Was sollte er ihnen raten?
Die Antwort war einfach.
Ein schwacher Mann würde versuchen, sie zu beruhigen. Ihr Vertrauen wieder aufzubauen. Ihre Einheit wiederherzustellen.
Aber Veylan war kein schwacher Mann.
Die Angst hatte sie bereits erfasst. Und Angst war eine Waffe.
Er atmete langsam aus, während seine Entscheidung mit absoluter Klarheit Gestalt annahm.
„Wir lassen es schwelen“, murmelte er.
Vasrik erstarrte. „Was?“
Veylan drehte sich zu ihnen um, sein Gesichtsausdruck unlesbar. „Wir bekämpfen den Feind nicht, indem wir unsere Männer beruhigen. Wir bekämpfen ihn nicht, indem wir uns selbst davon überzeugen, dass alles in Ordnung ist. Das ist genau das, was sie von uns erwarten.“
Er trat einen Schritt vor, seine Stimme wurde schärfer.
„Also machen wir das Gegenteil.“
Malakar kniff die Augen zusammen. „Du meinst …“
„Ja.“ Veylans Lippen verzogen sich zu etwas, das nicht ganz ein Lächeln war.

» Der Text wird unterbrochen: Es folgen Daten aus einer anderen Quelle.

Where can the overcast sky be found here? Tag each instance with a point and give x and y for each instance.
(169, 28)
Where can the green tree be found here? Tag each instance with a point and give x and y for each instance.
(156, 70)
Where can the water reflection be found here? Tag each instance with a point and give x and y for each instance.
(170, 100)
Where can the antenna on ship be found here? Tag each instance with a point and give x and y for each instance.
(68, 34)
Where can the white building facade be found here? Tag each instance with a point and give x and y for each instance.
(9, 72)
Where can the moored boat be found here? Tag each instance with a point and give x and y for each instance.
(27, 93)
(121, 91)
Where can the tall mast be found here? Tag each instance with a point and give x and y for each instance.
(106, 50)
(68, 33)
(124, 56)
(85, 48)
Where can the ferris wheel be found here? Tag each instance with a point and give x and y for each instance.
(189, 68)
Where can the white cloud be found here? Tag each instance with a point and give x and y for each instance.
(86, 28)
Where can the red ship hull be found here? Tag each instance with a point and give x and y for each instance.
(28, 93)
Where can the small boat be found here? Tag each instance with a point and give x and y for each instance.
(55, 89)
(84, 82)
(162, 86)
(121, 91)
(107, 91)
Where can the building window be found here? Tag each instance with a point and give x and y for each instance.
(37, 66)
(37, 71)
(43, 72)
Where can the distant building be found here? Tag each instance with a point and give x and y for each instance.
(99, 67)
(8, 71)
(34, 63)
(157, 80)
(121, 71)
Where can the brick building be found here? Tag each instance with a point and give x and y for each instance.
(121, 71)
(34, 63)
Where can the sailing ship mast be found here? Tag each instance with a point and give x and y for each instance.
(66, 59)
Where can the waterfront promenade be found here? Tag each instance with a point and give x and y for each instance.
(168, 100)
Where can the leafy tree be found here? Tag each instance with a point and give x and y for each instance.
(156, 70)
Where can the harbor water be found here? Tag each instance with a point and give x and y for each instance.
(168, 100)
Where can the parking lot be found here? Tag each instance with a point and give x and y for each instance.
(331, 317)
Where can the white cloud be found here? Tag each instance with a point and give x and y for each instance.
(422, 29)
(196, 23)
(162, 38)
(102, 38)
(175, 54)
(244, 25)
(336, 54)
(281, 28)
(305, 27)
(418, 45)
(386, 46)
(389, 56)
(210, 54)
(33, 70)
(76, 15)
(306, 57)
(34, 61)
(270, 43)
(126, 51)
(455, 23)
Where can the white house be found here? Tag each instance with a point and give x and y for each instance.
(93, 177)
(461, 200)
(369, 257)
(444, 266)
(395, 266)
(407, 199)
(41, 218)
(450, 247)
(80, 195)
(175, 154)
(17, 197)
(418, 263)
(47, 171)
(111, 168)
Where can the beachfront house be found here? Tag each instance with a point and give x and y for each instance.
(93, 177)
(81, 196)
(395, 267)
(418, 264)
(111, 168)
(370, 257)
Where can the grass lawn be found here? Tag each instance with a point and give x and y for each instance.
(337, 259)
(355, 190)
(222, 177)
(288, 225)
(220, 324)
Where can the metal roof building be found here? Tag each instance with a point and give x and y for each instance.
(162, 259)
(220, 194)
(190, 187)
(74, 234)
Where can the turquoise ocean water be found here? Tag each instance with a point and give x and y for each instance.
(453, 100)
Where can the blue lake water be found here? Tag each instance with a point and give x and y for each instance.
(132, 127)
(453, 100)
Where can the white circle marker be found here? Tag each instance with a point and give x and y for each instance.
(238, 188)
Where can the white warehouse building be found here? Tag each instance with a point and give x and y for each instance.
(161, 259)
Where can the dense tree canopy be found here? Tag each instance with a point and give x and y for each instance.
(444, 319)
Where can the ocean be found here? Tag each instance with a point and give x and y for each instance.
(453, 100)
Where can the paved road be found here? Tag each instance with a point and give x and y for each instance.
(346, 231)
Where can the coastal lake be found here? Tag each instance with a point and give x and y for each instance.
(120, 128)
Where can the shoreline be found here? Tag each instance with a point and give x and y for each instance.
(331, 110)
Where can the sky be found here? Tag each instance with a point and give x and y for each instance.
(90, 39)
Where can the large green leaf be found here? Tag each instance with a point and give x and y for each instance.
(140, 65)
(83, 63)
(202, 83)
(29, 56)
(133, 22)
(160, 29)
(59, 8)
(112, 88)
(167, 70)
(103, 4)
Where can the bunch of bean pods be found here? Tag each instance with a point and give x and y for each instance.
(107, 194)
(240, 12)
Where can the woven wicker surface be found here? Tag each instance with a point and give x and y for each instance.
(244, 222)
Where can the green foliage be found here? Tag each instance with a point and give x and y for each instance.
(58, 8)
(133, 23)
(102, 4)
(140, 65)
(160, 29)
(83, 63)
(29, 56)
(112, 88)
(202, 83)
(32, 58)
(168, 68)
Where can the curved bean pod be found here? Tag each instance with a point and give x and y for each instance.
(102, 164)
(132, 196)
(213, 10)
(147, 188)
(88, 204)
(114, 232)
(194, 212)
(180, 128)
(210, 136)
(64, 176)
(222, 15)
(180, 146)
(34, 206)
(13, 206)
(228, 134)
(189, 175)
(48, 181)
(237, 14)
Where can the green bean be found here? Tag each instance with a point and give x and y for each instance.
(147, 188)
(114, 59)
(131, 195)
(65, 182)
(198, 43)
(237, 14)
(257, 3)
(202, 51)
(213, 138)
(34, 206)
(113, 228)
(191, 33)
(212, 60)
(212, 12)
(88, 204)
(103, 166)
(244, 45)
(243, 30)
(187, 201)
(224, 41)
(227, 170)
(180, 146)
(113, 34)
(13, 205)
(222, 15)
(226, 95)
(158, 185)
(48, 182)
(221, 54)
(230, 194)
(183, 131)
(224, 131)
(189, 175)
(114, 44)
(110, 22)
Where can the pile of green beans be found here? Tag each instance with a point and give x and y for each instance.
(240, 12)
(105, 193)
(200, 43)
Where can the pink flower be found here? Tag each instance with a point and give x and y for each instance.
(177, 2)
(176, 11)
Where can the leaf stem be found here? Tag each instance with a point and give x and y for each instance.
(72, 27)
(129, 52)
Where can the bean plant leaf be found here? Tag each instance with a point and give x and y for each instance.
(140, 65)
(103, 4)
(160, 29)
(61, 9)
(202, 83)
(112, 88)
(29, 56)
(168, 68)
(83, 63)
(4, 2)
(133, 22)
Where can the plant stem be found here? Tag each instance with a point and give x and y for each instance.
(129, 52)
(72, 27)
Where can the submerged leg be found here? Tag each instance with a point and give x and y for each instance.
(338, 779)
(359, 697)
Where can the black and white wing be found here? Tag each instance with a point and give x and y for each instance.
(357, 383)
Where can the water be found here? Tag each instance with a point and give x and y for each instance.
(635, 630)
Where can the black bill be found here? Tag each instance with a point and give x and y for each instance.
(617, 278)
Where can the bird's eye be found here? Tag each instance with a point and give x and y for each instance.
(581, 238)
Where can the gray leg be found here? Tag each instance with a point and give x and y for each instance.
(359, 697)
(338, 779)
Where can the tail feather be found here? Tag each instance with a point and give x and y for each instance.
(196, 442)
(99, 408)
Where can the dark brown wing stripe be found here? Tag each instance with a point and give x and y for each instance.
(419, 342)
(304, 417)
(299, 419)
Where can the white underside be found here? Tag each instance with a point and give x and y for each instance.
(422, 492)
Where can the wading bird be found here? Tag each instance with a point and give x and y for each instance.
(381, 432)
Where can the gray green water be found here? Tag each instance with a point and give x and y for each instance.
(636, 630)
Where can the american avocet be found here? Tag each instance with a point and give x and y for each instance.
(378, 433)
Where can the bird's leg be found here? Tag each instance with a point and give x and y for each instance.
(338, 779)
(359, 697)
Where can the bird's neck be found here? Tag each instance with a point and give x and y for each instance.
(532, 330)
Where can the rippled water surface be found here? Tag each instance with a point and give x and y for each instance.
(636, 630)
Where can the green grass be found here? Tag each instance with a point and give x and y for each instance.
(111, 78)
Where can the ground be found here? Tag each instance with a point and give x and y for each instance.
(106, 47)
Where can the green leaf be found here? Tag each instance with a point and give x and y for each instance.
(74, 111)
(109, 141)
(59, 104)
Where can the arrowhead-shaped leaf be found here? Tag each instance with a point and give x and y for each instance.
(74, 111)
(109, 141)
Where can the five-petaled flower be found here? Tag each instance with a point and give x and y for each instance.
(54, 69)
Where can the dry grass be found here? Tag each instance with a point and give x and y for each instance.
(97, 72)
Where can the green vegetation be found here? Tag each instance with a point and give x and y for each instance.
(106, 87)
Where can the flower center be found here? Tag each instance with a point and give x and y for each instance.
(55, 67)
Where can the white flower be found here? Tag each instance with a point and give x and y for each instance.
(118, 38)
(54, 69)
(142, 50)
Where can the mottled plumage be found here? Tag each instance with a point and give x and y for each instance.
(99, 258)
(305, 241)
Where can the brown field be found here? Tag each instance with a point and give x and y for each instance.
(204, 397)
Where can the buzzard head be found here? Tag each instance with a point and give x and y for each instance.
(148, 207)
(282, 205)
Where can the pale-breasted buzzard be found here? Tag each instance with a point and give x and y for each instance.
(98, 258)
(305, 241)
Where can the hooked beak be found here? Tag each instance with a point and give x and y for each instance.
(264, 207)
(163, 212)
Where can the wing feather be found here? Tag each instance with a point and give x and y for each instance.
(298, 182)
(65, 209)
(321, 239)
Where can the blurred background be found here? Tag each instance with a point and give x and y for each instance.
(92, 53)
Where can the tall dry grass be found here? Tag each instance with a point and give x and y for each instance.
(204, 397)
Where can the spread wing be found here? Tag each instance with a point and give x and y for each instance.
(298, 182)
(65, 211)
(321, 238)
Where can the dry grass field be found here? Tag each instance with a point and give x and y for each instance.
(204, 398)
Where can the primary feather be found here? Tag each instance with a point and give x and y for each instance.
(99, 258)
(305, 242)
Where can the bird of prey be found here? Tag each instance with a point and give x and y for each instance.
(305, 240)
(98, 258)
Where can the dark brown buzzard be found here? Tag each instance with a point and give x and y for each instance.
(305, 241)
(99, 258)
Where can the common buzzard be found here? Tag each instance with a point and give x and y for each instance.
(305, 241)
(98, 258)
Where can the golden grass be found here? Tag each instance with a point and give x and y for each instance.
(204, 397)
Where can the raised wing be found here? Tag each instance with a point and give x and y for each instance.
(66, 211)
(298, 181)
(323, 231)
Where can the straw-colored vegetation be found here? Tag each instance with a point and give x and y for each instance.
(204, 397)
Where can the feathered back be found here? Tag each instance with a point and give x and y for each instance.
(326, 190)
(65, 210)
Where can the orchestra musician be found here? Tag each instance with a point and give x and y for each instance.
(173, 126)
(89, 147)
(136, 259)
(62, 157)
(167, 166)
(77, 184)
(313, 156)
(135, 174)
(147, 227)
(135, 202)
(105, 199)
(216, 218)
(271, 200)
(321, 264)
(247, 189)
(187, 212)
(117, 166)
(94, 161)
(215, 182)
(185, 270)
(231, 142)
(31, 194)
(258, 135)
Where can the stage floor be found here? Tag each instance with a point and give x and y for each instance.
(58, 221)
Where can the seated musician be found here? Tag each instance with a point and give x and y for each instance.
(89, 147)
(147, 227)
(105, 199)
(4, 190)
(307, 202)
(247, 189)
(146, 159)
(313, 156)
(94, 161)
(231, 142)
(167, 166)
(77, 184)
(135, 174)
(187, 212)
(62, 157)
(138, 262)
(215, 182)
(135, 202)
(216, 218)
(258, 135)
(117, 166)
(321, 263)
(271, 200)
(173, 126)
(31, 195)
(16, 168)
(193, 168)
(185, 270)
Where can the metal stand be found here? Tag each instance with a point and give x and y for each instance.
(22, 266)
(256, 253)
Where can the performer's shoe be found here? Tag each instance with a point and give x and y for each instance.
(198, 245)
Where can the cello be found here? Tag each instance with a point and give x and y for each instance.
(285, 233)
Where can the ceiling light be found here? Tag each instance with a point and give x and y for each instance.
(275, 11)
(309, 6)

„Wir lassen die Angst sich ausbreiten.“
Ein Raunen ging durch den Raum.
Kethrin sah entsetzt aus. „Das ist Wahnsinn! Du würdest zulassen, dass unsere eigenen Männer sich gegenseitig zerfleischen?“
„Nein.“ Veylans Blick verdunkelte sich. „Ich würde die Eindringlinge glauben lassen, dass sie bereits gewonnen haben.“
Langsam und kalt dämmerte es allen.
Vasrik schluckte. „Du willst …“
„Ich will sie aus der Deckung locken.“ Veylans Stimme war jetzt scharf und entschlossen. „Im Moment verstecken sie sich, weil sie noch Angst haben, entdeckt zu werden. Wenn sie glauben, dass wir uns bereits gegeneinander gewandt haben, wenn sie glauben, dass der Orden bereits zusammenbricht, werden sie Fehler machen.“
Der Plan war brutal. Gnadenlos.
Es war auch nötig.
„Sie wollen, dass wir uns selbst zerstören“, fuhr Veylan mit fester Stimme fort. „Also lassen wir sie glauben, dass wir das getan haben.“
Es war wieder still im Raum. Aber diesmal war es kein Zögern, das in der Luft lag.
Es war Verständnis.
Langsam atmete Malakar aus. „Ein mutiger Schritt.“
„Ein notwendiger“, korrigierte Veylan.
Und so beschloss er, die Angst weiter schwelen zu lassen.
____
Die gefälschte Liste mit den mutmaßlichen Verrätern wurde über sorgfältig manipulierte Kanäle verbreitet. Kein Name darauf war echt. Jeder Name, jeder Rang, jede Anschuldigung war nichts weiter als eine Illusion, die nur einem einzigen Zweck diente: die wahren Eindringlinge zum Handeln zu zwingen. Sie sollten spüren, wie sich die Schlinge um ihren Hals zusammenzieht, sie sollten in Panik geraten.
Und das taten sie auch.
Das Ergebnis war Chaos.
Die Spannungen, die seit Wochen unter der Oberfläche brodelten, brachen schließlich wie ein Damm unter Druck hervor. Die Festung, einst eine uneinnehmbare Bastion der Disziplin, wurde zu einem brodelnden Hexenkessel aus Misstrauen und Verzweiflung.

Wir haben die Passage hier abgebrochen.